Matahari kian menyengat kulit, meskipun saat itu aku mengenakan kaos putih tipis berbalut jaket coklat tua. Sementara kupluknya menutup bagian kepalaku menghindari sengatan mentari, namun tetap saja kurasakan hawa panas mengalir hingga ke pori-pori kulit kepalaku, kemudian diikuti pusing yang menyebar tiba-tiba layaknya bisa. Saat itu, kepalaku bagai pantat penggorengan yang terus-menerus dilahap lidah api hingga memerah dan membara karena kepanasan. Bisa saja meleleh dan pada akhirnya menjadi suatu bentuk yang lain, bentuk yang berbeda dan tidak umum.

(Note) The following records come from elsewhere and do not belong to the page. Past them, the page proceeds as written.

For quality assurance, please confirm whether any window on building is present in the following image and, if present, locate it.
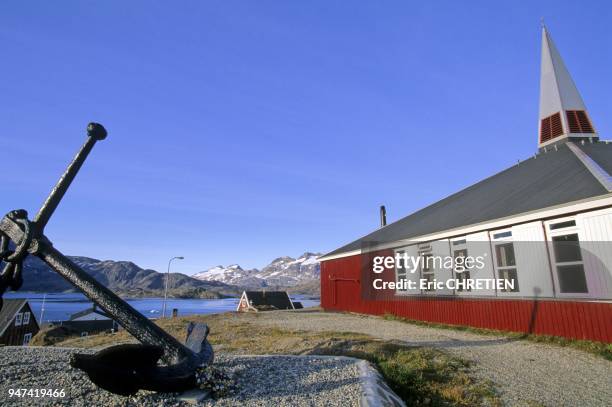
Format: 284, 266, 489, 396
420, 248, 435, 291
453, 247, 472, 291
565, 110, 595, 133
552, 233, 589, 293
395, 251, 408, 292
495, 242, 519, 293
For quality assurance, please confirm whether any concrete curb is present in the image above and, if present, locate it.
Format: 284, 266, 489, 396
240, 355, 406, 407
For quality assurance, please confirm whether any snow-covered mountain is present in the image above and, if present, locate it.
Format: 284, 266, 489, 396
192, 252, 321, 288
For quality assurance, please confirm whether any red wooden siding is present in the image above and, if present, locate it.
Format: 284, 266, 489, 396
321, 253, 612, 343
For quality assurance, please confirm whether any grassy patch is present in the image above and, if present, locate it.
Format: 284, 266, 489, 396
38, 313, 500, 406
383, 314, 612, 361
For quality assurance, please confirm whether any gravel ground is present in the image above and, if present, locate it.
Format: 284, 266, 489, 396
249, 310, 612, 406
0, 347, 361, 407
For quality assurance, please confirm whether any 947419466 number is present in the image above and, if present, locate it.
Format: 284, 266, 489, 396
8, 388, 66, 399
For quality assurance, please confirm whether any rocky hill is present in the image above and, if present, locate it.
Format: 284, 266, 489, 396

Tanpa sadar kuhitung tiap langkahku dalam hati. 1... 2... 3... 4... 5... namun saat langkah ke sembilan belas aku berhenti. Kutengok sungai di kiriku. Airnya yang jernih memantulkan cahaya matahari yang langsung menyilaukan penglihatanku. Membuat kedua pupil mataku ini perih. Saking jernihnya, terlihat bagai dataran cermin hidup, beriak-riak. Aku bisa berkaca di tengah riakan air sambil melihat tonjolan-tonjolan batu di dasarnya, atau memperhatikan gerombolan ikan kecil berwarna keabuan bergaris yang bersusah payah berenang melawan arus yang tak seberapa derasnya.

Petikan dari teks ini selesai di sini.